Fire burns brighter in the darkness

6.8 / 10   15235 vote(s)
PG-13
Science Fiction Adventure Thriller

Katniss Everdeen reluctantly becomes the symbol of a mass rebellion against the autocratic Capitol.

Homepage http://www.thehungergames.movie/
Release Date 2014-11-19
Runtime 2h 3m
Directors Francis Lawrence, Dan Webster, Jo Willems, David Scheunemann, Bradley Rubin, Josh Bleibtreu, Sean Ryan Jennings, Alice Leconte, Justin O'Neal Miller, Charles Gibson, Christopher Surgent, Douglas Plasse
Producers Jon Kilik, Joseph Drake, Jan Foster, Suzanne Collins, Nina Jacobson, Allison Shearmur, Jennifer Fairweather, Thomas Nittmann, Melinka Thompson-Godoy, Sumriti Bhogal, Walter Garcia, Matthew Silverman, Richard Thwaites, Bryan Unkeless
Writers Danny Strong, Suzanne Collins, Suzanne Collins, Peter Craig

It was good. Although I wish it had more action scenes.

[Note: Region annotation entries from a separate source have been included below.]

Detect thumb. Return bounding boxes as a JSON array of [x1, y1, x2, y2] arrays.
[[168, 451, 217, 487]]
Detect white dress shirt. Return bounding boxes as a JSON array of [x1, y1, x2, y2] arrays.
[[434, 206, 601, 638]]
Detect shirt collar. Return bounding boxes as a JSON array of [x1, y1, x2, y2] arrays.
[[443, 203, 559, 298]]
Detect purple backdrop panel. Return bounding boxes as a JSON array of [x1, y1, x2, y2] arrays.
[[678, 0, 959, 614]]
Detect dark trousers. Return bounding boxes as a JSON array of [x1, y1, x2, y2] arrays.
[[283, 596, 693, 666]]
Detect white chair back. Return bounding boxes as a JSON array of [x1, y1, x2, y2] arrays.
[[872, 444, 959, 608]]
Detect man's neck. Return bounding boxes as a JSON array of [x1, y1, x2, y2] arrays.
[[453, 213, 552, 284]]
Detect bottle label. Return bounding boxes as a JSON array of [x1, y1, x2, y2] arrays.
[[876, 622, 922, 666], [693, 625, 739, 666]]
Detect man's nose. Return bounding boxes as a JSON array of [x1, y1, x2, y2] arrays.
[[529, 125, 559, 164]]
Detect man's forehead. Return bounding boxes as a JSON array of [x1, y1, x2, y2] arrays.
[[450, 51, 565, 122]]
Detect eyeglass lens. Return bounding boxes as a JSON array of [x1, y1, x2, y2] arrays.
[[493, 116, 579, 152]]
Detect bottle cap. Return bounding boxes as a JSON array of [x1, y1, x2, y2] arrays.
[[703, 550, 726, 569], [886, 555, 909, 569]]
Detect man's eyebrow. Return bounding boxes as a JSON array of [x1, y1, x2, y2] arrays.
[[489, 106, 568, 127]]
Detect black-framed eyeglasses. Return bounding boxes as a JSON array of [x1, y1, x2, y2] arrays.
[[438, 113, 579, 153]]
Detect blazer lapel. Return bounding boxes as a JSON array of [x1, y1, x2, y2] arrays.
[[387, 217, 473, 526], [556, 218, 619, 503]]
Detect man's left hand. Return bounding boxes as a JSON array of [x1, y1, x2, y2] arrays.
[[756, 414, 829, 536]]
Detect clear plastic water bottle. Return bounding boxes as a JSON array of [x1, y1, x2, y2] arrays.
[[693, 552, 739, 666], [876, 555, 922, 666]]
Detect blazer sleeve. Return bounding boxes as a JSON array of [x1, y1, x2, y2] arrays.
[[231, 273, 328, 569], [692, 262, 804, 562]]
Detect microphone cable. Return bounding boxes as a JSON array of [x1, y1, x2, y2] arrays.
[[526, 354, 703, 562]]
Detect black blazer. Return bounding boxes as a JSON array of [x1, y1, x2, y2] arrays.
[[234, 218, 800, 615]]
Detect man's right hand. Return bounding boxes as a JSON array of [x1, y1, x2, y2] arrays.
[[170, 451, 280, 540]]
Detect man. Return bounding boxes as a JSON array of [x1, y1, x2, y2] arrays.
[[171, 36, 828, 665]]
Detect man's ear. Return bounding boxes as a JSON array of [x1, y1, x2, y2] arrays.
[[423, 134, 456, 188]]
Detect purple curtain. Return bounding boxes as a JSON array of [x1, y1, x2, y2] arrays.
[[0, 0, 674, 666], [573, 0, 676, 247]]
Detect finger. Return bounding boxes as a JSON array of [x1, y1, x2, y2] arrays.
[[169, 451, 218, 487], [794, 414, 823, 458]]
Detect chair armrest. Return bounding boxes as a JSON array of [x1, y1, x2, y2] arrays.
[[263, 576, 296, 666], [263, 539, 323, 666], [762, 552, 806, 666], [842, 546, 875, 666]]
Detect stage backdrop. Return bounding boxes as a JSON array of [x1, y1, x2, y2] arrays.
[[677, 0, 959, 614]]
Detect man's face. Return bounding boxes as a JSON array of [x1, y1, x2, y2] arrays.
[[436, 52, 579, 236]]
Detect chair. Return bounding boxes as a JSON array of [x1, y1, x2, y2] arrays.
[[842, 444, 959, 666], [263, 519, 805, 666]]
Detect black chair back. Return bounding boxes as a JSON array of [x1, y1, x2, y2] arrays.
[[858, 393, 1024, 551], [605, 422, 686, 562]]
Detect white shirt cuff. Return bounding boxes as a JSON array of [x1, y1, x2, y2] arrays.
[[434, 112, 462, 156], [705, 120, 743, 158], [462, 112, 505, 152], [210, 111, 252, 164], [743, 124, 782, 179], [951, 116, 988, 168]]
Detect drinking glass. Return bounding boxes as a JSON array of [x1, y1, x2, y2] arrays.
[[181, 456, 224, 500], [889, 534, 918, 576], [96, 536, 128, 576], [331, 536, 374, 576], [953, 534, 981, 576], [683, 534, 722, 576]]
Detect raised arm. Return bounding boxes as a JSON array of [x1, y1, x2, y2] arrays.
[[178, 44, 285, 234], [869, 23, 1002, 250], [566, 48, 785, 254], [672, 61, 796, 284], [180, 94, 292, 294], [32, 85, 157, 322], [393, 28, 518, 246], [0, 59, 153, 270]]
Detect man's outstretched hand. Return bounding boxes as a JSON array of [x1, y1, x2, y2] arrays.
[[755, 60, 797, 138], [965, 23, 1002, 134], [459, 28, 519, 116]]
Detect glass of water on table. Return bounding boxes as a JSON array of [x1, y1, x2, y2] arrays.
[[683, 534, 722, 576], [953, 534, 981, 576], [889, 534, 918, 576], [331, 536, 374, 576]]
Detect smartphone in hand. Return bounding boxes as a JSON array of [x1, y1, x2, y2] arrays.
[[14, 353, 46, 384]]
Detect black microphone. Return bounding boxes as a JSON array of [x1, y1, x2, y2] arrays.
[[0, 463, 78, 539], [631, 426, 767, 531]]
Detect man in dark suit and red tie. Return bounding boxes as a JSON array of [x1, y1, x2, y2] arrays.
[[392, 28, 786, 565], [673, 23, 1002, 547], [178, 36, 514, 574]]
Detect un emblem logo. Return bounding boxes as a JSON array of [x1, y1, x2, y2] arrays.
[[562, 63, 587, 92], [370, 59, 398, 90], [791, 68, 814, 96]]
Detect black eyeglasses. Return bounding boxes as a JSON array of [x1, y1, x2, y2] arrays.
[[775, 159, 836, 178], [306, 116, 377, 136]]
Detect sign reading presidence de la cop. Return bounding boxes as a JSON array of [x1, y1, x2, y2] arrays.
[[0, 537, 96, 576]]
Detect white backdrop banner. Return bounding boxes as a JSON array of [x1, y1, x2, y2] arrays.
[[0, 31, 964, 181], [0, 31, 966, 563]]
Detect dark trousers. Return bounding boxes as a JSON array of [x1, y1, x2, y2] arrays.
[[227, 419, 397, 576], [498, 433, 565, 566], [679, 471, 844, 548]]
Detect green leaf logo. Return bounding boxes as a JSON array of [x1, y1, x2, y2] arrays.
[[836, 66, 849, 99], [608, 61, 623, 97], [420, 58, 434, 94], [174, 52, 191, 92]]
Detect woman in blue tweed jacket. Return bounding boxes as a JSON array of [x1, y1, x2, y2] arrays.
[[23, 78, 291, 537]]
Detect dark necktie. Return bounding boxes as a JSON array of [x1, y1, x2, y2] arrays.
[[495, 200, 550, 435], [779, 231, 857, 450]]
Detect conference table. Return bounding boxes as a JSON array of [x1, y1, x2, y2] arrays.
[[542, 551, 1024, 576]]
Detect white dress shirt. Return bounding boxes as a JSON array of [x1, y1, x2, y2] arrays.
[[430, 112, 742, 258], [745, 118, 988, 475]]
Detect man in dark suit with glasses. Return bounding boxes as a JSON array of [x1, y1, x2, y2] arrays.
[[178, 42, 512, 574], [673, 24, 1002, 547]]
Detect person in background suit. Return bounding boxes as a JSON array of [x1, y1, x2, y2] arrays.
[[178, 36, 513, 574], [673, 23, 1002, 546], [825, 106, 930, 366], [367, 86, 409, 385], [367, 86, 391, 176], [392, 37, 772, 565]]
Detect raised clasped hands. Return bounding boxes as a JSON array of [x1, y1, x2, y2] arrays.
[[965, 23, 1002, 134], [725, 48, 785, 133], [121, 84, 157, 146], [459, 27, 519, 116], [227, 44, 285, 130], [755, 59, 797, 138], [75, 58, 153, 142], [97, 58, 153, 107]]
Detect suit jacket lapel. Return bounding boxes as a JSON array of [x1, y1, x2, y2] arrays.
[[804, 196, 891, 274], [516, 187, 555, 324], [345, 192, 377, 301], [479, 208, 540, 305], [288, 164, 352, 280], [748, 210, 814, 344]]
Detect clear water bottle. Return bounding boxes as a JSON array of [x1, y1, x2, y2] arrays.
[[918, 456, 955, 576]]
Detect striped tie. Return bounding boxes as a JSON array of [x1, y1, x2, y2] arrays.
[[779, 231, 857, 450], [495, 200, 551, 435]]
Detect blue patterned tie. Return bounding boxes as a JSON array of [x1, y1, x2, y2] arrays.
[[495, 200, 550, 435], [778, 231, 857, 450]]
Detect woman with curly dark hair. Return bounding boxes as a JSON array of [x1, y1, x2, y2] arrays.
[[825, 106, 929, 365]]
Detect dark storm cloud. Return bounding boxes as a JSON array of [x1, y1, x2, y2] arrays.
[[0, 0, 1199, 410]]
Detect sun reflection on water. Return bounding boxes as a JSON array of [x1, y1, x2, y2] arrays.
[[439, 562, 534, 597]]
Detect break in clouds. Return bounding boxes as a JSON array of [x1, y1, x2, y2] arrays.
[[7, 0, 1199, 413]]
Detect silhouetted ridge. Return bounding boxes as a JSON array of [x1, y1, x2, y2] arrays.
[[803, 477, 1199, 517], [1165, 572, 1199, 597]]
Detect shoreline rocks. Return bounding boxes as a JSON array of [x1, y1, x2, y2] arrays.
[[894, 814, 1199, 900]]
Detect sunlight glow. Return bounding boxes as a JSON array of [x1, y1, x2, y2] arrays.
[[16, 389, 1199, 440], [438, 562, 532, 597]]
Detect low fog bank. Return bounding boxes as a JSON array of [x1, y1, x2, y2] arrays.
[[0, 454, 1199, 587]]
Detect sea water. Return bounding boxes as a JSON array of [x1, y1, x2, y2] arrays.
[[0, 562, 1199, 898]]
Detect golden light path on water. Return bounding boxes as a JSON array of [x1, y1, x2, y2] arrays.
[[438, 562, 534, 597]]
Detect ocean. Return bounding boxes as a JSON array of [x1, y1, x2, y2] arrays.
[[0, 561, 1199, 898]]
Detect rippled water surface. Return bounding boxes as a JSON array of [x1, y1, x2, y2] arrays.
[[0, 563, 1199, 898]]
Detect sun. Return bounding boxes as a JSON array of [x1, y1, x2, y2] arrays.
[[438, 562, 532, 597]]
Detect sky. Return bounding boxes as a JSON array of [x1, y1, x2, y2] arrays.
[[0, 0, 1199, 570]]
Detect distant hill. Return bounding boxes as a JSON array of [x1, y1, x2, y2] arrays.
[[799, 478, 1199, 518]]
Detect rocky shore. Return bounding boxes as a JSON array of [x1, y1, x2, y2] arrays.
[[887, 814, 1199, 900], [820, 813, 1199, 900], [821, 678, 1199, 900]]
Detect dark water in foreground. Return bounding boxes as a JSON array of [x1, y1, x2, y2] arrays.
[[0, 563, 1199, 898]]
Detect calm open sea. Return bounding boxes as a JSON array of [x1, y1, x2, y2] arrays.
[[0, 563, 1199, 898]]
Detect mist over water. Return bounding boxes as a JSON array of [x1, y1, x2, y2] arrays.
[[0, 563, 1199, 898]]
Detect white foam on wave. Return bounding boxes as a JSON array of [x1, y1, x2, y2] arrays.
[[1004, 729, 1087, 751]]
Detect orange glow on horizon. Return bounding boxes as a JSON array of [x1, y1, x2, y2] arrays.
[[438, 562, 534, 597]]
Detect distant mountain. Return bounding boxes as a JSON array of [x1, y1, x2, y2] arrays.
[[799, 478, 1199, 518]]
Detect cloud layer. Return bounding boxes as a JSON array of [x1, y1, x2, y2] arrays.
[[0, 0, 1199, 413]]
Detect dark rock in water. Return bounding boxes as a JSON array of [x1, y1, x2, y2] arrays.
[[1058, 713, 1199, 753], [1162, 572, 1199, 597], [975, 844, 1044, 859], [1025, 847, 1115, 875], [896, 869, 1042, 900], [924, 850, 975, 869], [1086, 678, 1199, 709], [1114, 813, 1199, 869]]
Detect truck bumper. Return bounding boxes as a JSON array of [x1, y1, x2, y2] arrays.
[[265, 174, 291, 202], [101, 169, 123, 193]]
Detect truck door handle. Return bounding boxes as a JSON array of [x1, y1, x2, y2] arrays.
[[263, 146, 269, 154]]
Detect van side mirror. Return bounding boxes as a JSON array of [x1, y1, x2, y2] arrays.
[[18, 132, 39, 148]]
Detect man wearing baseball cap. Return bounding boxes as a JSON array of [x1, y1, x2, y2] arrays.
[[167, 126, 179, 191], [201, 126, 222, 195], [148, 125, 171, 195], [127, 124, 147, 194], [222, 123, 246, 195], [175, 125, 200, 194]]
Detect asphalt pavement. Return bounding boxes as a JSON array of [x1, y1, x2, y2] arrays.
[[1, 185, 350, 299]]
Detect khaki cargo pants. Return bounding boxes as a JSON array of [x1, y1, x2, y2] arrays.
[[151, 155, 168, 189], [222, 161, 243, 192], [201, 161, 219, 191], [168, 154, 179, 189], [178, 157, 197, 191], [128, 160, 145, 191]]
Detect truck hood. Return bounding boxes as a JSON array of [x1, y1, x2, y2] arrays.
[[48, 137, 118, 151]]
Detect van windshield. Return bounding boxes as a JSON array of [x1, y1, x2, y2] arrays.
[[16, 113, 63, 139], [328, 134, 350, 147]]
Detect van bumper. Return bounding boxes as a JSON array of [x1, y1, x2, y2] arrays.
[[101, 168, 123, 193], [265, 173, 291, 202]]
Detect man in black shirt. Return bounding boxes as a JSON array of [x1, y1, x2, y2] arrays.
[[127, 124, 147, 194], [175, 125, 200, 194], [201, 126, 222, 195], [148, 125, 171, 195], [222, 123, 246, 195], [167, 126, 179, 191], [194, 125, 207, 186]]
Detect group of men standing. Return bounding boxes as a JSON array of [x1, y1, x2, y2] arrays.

It's worth watching ago don't miss out!

anthonypagan1975

Yet more of the same extended in an inexcusable way. Let's hope the last movie of the saga can get a proper end.

Andres Gomez

Well, the problem with having a part one is that you just know that nothing much is going to happen as we build up to the next film's denouement. "Katniss" (Jennifer Lawrence) finds herself on a ship with "Finnick" (Sam Claflin) where she discovers that the erstwhile baddie "Plutarch" (Philip Seymour Hoffman) is really on their side as she is whisked to the long-thought destroyed District 13 where she meets "President Coin" (Julianne Moore), who leads a semi-militaristic society bent on deposing the Capitol. Unfortunately, not everyone managed to escape from the collapsing dome and poor old "Peeta" is being used, shamelessly, by the authorities to try and paint "Katniss" as the epitome of revolution and evil and so the scene is set: rescue him and mass their forces for an attack that will eliminate the totalitarian regime once and for all. Aside from one of two combat scenes, very little actually happens here. There is a great deal of dialogue, plenty of moralising and if I'm honest, "Coin" doesn't come across as any more trustworthy than the man she hopes to succeed. There simply isn't enough by way of plot to sustain this for two hours and the acting still, largely, refuses to engage me. Liam Hemsworth ("Gale") features a little more, but the confused does she/doesn't she romance stuff is exasperating as this supposedly emotionally and sexually charged environment delivers nothing by way of passion - indeed the pace of the whole thing borders on the racial. Sure, it looks great but I feel that the writing is very much on the wall for part two - my expectations are pretty low.